I currently have some problems with entity version checks / optimistic locking using JPA on server side and I wonder how RequestFactory would handle my problem.

Currently the application I am working on has an auto save mechanism. That means each time the user changed some data the application will wait a couple of milliseconds and if no additional changes are made during this time the application sends a save command (command / dispatch pattern) to the server. The server then loads the JPA entity from the database and compares its entity version with the one provided by the client entity that was send with the save command. If they match, data will be copied from client entity to the JPA entity and then saved to our database. When the entity is saved we return the new entity version to the client application which updates it in the client entity object. If they do not match, an exception will be thrown and the client application reloads the object and updates the UI because the database contains newer data. Our server is pretty stateless and we have one transaction per request.
So its similar to RequestFactory. We have a client entity class and a JPA entity and copy data between them on server side (along with some computations if needed).

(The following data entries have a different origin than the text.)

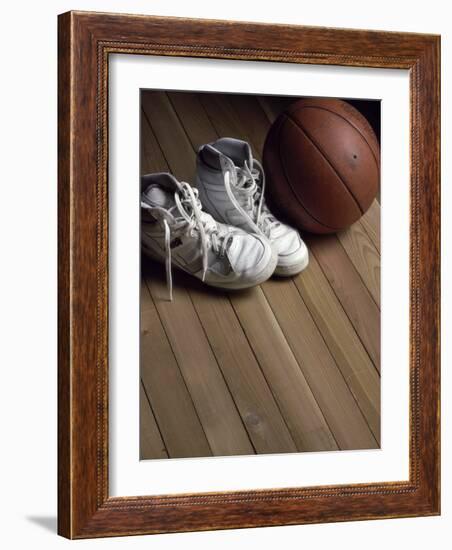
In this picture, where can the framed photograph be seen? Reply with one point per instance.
(248, 275)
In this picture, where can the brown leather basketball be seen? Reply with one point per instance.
(322, 165)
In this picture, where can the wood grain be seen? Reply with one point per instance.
(281, 369)
(215, 407)
(364, 257)
(166, 388)
(371, 223)
(151, 442)
(343, 342)
(337, 403)
(85, 507)
(350, 290)
(259, 412)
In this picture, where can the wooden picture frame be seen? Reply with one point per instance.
(85, 42)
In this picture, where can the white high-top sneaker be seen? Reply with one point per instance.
(231, 187)
(175, 230)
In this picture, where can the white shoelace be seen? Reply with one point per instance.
(251, 193)
(189, 207)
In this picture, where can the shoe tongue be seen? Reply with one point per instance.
(236, 149)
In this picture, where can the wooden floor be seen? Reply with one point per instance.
(291, 365)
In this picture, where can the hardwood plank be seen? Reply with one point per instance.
(364, 257)
(151, 442)
(343, 342)
(252, 117)
(223, 118)
(151, 157)
(330, 390)
(240, 120)
(255, 401)
(296, 401)
(371, 223)
(350, 290)
(227, 122)
(215, 407)
(173, 407)
(175, 145)
(192, 115)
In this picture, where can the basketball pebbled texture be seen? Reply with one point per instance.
(322, 164)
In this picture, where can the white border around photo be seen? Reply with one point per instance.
(129, 475)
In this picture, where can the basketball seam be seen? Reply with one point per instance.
(293, 190)
(346, 120)
(317, 146)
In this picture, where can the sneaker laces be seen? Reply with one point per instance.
(251, 194)
(189, 207)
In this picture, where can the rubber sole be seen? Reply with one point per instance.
(260, 278)
(292, 270)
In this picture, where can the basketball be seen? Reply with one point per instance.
(322, 165)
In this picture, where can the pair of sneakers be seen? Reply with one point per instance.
(221, 231)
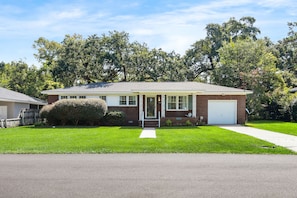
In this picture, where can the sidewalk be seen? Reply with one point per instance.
(284, 140)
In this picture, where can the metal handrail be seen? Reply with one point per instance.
(142, 119)
(159, 119)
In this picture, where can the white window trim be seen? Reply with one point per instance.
(177, 103)
(127, 101)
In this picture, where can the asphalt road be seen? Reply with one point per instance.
(148, 175)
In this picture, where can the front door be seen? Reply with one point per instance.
(150, 107)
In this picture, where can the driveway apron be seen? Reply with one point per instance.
(284, 140)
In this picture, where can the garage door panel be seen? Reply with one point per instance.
(222, 112)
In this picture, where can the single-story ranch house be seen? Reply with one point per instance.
(174, 101)
(11, 103)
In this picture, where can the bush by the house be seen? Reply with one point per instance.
(74, 112)
(294, 112)
(114, 118)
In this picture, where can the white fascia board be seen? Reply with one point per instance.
(226, 93)
(87, 93)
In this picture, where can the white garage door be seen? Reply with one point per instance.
(222, 112)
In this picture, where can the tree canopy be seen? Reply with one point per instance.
(231, 54)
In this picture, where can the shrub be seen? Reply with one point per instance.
(168, 122)
(114, 118)
(294, 112)
(74, 112)
(188, 123)
(44, 111)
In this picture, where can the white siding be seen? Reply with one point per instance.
(112, 100)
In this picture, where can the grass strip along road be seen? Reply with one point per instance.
(202, 139)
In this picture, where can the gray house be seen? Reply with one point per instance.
(11, 103)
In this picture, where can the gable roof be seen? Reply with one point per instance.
(13, 96)
(147, 87)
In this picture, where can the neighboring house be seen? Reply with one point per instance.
(11, 103)
(175, 101)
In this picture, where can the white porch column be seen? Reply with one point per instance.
(140, 105)
(194, 105)
(163, 106)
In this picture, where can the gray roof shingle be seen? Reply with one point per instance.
(146, 87)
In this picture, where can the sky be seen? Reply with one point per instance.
(167, 24)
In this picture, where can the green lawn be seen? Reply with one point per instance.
(204, 139)
(277, 126)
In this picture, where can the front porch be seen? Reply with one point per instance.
(157, 110)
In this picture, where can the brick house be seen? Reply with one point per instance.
(145, 102)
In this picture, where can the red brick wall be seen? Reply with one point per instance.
(202, 104)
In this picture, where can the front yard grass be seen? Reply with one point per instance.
(276, 126)
(203, 139)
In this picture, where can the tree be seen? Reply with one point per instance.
(249, 64)
(203, 56)
(287, 56)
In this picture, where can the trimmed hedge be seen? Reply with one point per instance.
(114, 118)
(74, 112)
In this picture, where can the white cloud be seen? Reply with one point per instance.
(174, 29)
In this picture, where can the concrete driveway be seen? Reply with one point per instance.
(284, 140)
(148, 175)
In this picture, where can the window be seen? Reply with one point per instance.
(182, 102)
(132, 100)
(177, 103)
(103, 97)
(123, 100)
(128, 100)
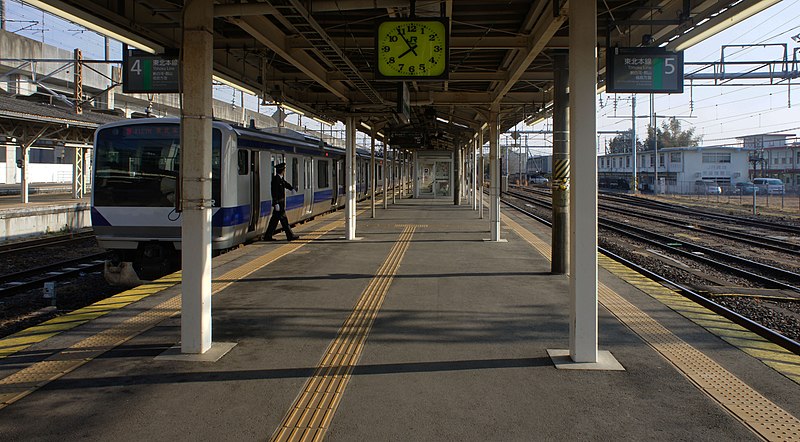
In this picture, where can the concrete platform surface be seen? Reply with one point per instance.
(419, 331)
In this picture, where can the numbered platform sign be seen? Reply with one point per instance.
(146, 73)
(644, 70)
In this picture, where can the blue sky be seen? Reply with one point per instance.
(717, 113)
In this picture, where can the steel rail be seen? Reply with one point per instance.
(765, 332)
(32, 278)
(20, 246)
(663, 242)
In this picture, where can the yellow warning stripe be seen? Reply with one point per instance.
(772, 355)
(759, 413)
(38, 333)
(560, 168)
(27, 380)
(309, 417)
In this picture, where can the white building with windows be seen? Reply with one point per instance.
(679, 168)
(775, 156)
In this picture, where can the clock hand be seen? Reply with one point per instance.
(410, 49)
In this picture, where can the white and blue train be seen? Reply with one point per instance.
(135, 172)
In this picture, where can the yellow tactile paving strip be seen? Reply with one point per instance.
(759, 413)
(29, 379)
(32, 335)
(309, 417)
(775, 356)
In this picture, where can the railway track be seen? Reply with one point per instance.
(767, 275)
(760, 329)
(33, 244)
(17, 282)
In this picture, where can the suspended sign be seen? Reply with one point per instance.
(145, 73)
(644, 70)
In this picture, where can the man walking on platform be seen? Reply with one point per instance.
(278, 187)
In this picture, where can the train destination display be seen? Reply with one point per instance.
(644, 70)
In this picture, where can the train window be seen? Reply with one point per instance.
(137, 165)
(242, 162)
(307, 168)
(322, 174)
(295, 172)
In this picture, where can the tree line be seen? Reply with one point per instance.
(670, 134)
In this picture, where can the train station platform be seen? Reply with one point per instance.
(420, 330)
(50, 208)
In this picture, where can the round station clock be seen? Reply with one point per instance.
(412, 49)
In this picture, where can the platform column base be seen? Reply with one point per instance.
(213, 354)
(605, 361)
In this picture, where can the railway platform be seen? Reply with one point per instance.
(419, 330)
(50, 208)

Now our problem: As we do our auto save quite instant (about 100-300 ms after the last user input) it may happen that we fire two or more save commands without getting a response from our server because the network connection is bad (basically the round trip time would be longer as our auto save timer / 100-300ms). Thus the second save command will fail because the first one results in an updated entity version in our database but the client does not now about it yet and thus the second save command contains the same entity version as the first one.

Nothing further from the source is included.